Faded pram fabric – a solution

I recently bought a secondhand Mountain Buggy Duet pushchair from eBay. I didn’t want to spend a fortune as Totsy is already past two and doesn’t use a pushchair much now, but still needs one for longer walks, like our school run which is a 30 minute walk each way. After lots of research I decided on the Duet and bid on a few before finally getting one for £200 (much better than the £550 price tag for a new one!) 

It was in really good condition and I was really pleased with it but the hoods were a bit faded (which seems ridiculously common on these particular buggies, practically all the second hand ones I looked at had faded hoods). They didn’t look too bad though until I bought a nearly new Carrycot Plus for it from a friend and the contrast between the old hoods and the new carrycot hood was suddenly a lot more noticeable. 

I looked into getting replacement hoods but as it’s an older model pushchair I couldn’t get two the same colour (although the team at Mountain Buggy were really helpful) so I started to wonder if there was a way to revamp the old ones. 

After a bit of research (googling counts as research, right?) I came across this article and after their advice decided to buy Simply Spray Outdoor Fabric Paint which comes in lots of different colours.

Two days before I was being induced (because we work best under pressure!) we decided to give it a go and so Mr T made a start. It was quite messy, definitely an outdoor task and would recommend you use gloves, but it was very easy. You literally just spray it on, wipe off any excess (we just used kitchen roll for this) and leave it to dry. It was easier to work on quite small areas at a time rather than just going for the whole thing in one go as you do need to wipe any excess off really quickly. The trickiest bits were around the see-through window panels but I just covered these with a piece of kitchen roll folded to size and stuck on with tape and they were fine (they have the odd little speckle on them now but it’s not noticeable). 

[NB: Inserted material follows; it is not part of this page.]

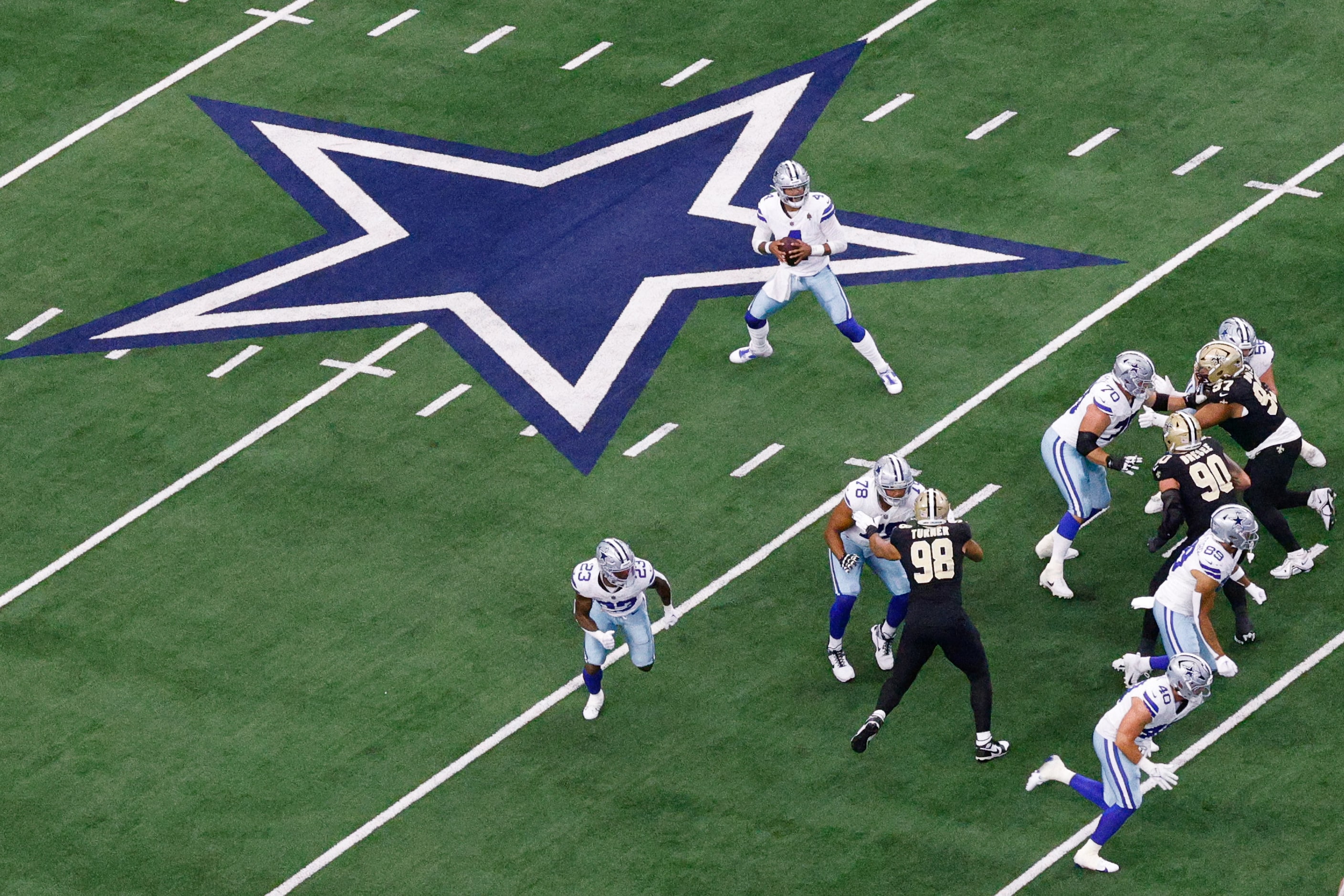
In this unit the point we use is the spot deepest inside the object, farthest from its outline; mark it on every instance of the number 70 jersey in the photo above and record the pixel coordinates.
(933, 558)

I should have taken more before photos but it was only once we started and it looked like it was actually going to work that I thought about doing a post about it (yep, I’m a rubbish blogger!) Here is one hood before and one hood after which really shows you the difference.

As you can see the fading was a brownish colour but it covered really well and we were really pleased with the results. It was a really warm day and so they were pretty much dry after a few hours. They were a bit tacky to the touch for about 48 hours so if possible I would recommend doing this when you don’t need to use the pushchair straight away but although they felt just slightly sticky none of the paint transferred to your hands or came off so it wasn’t really a problem.

Although we only used the paint for the hoods, if you needed to do the seats etc I think it would work just as well. One can of paint was plenty for two hoods (we did inside of the hoods as well as outside) so would be enough for a single pushchair hood and seat, but if you wanted to do a full double pushchair (hoods and seats) you might need two cans of paint.

I am so pleased with the finished result, it’s really improved the overall look of the pushchair for a very small cost and minimal effort.